At any given time, thousands of these users around the world are making a vast range of requests (new sign-ups, password resets, etc), and are doing so via an increasingly broad spectrum of channels.
Netflix wanted to understand these new customers well enough to reach them with the right messages at the right times, and the company subsequently invested time into understanding how different sections of its audience prefers to communicate (according to certain geographic circles, certain age groups or any other cross-section).
Across all of these sub-sections, preferences and user habits can vary drastically, but there was one common thread which almost universally holds true: SMS remains king in terms of preferred channel for communications (based on open and response rates, as well as a number of spam listings).
With this in mind, the company leveraged a cloud-based API to address the challenge it faced in continuing to offer a personalised service.

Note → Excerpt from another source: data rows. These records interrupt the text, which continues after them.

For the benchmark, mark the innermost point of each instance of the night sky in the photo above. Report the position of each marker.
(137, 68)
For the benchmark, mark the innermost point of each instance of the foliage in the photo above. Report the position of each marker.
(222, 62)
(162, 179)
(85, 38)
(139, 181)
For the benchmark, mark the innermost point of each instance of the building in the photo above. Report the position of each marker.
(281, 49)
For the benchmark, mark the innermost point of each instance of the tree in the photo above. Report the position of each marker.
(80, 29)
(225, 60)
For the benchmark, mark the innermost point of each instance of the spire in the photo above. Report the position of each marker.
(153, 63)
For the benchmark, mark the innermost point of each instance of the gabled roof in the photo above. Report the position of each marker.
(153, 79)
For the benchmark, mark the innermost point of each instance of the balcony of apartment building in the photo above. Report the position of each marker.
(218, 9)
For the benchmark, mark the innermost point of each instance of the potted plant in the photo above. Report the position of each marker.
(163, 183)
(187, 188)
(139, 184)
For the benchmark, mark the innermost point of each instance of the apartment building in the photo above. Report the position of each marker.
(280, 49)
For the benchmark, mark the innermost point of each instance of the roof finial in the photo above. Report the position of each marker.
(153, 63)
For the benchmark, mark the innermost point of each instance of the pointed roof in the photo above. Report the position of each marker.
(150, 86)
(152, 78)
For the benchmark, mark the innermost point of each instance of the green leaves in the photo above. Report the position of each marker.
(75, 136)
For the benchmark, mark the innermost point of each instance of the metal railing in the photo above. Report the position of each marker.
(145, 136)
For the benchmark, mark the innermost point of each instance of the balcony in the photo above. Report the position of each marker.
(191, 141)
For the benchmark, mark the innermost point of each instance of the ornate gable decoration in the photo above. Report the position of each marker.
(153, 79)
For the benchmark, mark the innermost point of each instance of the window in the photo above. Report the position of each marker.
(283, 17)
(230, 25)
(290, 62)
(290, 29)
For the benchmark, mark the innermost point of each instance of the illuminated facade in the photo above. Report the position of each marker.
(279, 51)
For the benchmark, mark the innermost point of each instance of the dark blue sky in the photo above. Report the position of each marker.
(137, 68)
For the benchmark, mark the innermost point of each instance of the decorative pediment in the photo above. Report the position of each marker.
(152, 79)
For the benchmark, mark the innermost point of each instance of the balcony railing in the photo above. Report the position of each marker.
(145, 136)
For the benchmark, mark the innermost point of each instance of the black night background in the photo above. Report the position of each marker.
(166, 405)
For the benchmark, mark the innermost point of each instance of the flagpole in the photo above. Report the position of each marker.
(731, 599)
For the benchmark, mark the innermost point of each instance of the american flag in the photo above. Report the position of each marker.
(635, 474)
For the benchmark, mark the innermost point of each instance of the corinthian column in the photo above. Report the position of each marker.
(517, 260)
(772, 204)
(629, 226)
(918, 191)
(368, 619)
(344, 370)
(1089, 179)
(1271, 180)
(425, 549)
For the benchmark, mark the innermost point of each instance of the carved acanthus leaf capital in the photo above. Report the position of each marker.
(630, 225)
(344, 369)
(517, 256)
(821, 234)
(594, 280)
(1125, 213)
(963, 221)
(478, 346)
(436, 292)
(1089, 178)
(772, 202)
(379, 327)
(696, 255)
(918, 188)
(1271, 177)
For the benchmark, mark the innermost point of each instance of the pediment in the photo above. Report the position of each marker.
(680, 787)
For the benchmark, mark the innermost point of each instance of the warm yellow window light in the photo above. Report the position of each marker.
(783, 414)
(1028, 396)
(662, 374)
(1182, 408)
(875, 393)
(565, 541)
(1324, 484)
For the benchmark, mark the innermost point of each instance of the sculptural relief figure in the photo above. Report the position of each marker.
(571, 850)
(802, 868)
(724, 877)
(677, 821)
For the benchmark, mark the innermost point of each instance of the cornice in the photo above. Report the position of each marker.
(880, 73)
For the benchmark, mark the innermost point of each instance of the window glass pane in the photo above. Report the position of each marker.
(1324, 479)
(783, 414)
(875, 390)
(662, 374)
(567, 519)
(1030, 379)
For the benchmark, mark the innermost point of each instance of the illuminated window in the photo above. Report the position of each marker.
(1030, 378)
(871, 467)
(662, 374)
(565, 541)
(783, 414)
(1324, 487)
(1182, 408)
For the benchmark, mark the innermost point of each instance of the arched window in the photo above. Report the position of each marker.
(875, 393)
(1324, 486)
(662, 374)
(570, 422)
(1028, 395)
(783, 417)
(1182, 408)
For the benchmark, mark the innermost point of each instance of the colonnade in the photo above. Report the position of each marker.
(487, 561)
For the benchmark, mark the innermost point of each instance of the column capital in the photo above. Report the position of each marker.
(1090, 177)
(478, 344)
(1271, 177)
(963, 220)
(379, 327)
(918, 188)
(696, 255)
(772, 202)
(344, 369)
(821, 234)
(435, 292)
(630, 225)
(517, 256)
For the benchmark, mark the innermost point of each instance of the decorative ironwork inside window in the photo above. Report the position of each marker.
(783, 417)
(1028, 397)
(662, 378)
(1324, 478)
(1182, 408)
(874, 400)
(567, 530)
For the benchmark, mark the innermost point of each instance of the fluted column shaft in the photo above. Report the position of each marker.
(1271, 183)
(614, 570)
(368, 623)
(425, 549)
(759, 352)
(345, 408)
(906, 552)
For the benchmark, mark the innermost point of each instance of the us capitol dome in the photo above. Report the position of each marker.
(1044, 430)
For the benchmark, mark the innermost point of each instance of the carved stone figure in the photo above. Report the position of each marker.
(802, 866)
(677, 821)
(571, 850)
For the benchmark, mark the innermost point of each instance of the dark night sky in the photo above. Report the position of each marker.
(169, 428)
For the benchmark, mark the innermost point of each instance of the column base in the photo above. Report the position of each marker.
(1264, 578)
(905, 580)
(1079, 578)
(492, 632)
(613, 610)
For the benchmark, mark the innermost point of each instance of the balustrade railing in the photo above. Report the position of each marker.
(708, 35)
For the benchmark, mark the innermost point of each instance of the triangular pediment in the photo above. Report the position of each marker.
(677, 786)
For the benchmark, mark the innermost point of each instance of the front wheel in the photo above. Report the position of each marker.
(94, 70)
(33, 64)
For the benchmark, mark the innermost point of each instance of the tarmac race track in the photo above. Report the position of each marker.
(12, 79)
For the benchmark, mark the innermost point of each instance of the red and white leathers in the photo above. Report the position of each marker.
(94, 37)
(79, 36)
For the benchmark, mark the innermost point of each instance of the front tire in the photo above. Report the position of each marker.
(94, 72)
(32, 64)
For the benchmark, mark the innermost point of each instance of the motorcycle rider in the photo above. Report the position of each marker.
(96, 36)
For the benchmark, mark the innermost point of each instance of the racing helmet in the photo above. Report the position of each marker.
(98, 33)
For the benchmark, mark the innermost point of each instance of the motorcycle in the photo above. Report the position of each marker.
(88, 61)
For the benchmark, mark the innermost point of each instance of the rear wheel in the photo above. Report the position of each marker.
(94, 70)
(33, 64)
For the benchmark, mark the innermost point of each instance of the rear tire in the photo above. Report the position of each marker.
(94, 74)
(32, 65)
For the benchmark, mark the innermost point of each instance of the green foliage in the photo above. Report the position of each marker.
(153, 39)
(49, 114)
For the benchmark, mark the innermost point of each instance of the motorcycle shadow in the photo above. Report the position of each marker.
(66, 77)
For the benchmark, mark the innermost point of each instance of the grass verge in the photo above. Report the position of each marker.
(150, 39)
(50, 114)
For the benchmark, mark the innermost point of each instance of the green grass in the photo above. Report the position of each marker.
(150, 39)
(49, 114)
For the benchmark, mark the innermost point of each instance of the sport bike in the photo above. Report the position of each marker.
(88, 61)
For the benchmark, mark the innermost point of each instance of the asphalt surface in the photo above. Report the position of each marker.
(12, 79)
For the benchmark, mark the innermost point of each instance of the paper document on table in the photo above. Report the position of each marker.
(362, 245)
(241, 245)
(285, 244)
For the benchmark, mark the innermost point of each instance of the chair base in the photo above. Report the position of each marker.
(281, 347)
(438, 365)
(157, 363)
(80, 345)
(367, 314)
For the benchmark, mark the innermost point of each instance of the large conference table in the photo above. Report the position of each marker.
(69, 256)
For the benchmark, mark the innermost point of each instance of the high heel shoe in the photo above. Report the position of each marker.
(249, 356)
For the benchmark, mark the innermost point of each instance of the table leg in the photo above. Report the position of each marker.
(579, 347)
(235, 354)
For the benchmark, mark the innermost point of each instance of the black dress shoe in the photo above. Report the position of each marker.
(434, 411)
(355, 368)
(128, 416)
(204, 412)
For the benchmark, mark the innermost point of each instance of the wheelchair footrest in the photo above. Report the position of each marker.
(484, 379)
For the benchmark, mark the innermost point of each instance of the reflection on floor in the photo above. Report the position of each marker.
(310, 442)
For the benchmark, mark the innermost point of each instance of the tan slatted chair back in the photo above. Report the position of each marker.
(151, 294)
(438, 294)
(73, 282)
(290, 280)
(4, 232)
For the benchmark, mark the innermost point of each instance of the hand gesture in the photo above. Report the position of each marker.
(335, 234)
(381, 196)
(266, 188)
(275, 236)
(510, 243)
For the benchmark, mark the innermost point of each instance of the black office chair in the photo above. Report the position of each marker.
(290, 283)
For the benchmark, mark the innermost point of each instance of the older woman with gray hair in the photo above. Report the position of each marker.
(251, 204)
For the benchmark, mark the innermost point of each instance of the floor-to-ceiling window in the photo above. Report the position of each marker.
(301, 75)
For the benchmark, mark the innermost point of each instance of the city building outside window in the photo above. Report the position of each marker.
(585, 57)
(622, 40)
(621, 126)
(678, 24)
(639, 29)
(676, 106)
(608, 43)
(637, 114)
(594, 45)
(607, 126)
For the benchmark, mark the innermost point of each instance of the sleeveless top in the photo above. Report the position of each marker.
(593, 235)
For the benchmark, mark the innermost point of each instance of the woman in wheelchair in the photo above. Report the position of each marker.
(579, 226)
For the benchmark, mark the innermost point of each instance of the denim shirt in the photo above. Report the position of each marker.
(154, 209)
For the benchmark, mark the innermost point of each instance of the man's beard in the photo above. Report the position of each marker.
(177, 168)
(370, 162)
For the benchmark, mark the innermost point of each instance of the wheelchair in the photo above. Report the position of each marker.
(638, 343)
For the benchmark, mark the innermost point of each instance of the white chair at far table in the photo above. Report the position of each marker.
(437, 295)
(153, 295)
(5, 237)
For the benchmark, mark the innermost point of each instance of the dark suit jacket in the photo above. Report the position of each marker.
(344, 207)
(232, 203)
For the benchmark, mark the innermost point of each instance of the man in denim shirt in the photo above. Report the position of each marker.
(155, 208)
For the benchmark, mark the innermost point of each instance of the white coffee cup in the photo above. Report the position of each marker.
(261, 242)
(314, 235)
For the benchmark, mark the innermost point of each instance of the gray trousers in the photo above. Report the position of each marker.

This integration not only allowed Netflix to easily integrate SMS communications into the customer journey, but has also given it the potential to go even further; it has given the service access to real-time data, which it uses to, for example, better understand where its audiences lie, it can adapt its messaging content and distribution accordingly.
The company started by implementing an SMS-based password reset (previously only available by email).
Password reset requests were one of the main reasons members were calling through to customer services, and based on its research and testing, the company was able to arrive at the ideal set of messages with which to engage customers in a range of different locations and with a range of differing preferences.
>See also: British businesses at risk of disruption
Established brands can often face huge structural overhauls in scaling for a global audience – but in today’s world of increasing customer expectation and evolving preference there is simply not time for this.
The cloud has enabled start-ups and global brands alike to meet this challenge head on, and to continue to do so with agility and with a respect for the individuality of the customer’s journey.